The South African rand continued its recovery on Tuesday, strengthening to levels close to 14.0 per dollar, following last week’s budget-induced tumble.
USD/ZAR had climbed as high as 14.35 on Friday – the rand’s weakest level against the dollar in eleven months – as investors dumped South African assets in response to last week’s mid-term budget which exposed the country’s struggles with sluggish growth, falling tax revenues, rising national debt and high unemployment.
In his budget statement, South African Finance Minister Malusi Gigaba slashed the Treasury’s previous economic growth forecast for this year from 1.3% to just 0.7% and announced that the budget deficit would likely widen to 4.3% of GDP – well above the government’s target of 3.1%. Furthermore, Gigaba warned that 2017’s tax revenues would likely miss targets by R.51 billion ($3.64 billion).

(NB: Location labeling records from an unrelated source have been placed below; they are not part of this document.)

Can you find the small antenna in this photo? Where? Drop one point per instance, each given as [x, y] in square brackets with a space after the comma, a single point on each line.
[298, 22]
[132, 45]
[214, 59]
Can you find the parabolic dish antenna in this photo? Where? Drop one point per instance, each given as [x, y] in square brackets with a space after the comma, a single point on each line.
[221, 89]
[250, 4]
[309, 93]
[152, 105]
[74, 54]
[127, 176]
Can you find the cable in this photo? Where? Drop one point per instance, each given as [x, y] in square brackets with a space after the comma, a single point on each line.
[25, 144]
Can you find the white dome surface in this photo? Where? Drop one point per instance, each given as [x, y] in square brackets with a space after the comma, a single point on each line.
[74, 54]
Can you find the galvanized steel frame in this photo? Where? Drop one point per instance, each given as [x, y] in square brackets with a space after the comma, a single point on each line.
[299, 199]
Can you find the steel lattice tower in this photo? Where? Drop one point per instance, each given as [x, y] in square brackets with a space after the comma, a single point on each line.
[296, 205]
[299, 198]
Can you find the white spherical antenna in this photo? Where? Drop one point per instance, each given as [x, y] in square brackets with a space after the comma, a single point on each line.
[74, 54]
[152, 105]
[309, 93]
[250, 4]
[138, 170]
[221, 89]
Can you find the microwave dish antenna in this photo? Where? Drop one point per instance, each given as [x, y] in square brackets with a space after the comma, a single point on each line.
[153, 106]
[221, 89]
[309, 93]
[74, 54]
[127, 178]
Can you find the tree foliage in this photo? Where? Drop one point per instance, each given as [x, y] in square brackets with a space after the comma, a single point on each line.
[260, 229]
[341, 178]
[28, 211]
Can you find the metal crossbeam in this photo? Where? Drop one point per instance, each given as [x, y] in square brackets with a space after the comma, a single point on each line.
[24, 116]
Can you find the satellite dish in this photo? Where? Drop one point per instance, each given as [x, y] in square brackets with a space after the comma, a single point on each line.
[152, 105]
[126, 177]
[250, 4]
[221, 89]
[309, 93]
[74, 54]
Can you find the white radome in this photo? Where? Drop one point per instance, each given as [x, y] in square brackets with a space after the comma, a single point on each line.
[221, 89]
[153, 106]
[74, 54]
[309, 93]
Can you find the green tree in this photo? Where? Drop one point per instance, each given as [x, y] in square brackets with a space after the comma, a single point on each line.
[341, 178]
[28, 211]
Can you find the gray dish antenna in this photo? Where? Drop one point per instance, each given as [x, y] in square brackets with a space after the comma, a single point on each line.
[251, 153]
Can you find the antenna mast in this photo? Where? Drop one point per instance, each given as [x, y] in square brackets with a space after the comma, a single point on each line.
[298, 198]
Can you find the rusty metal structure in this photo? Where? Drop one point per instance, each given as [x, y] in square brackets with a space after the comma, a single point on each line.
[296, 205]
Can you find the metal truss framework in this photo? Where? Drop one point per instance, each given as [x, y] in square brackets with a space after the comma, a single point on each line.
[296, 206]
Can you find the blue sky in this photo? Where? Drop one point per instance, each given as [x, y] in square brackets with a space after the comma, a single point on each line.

In the aftermath of the budget, ratings agency Moody’s expressed concern over South Africa’s economic direction.
“Unless the government presents a credible fiscal consolidation plan in the February 2018 budget, debt sustainability is at risk,” Moody’s said in a statement.
The agency added that “the lack of fiscal consolidation in the budget is also a setback to already feeble business confidence and growth.”
“Feeble” is perhaps a generous adjective to use when describing business confidence in South Africa. One measure of confidence compiled by the Chamber of Commerce and Industry fell by 5.7 points in the third quarter to 89.6 – the measure’s lowest reading since the 1985 apartheid era.
It appears from recent changes in asset prices that markets have now fully priced in further sovereign ratings downgrades this year. Moody’s cut South Africa to Baa3 and assigned a negative outlook in June but, unlike Standard & Poor’s and Fitch, refrained from assigning a sub-investment grade, otherwise known as a “junk” rating. This discrepancy between Moody’s and its peers will likely be corrected when the agency next assesses South Africa on November 24th.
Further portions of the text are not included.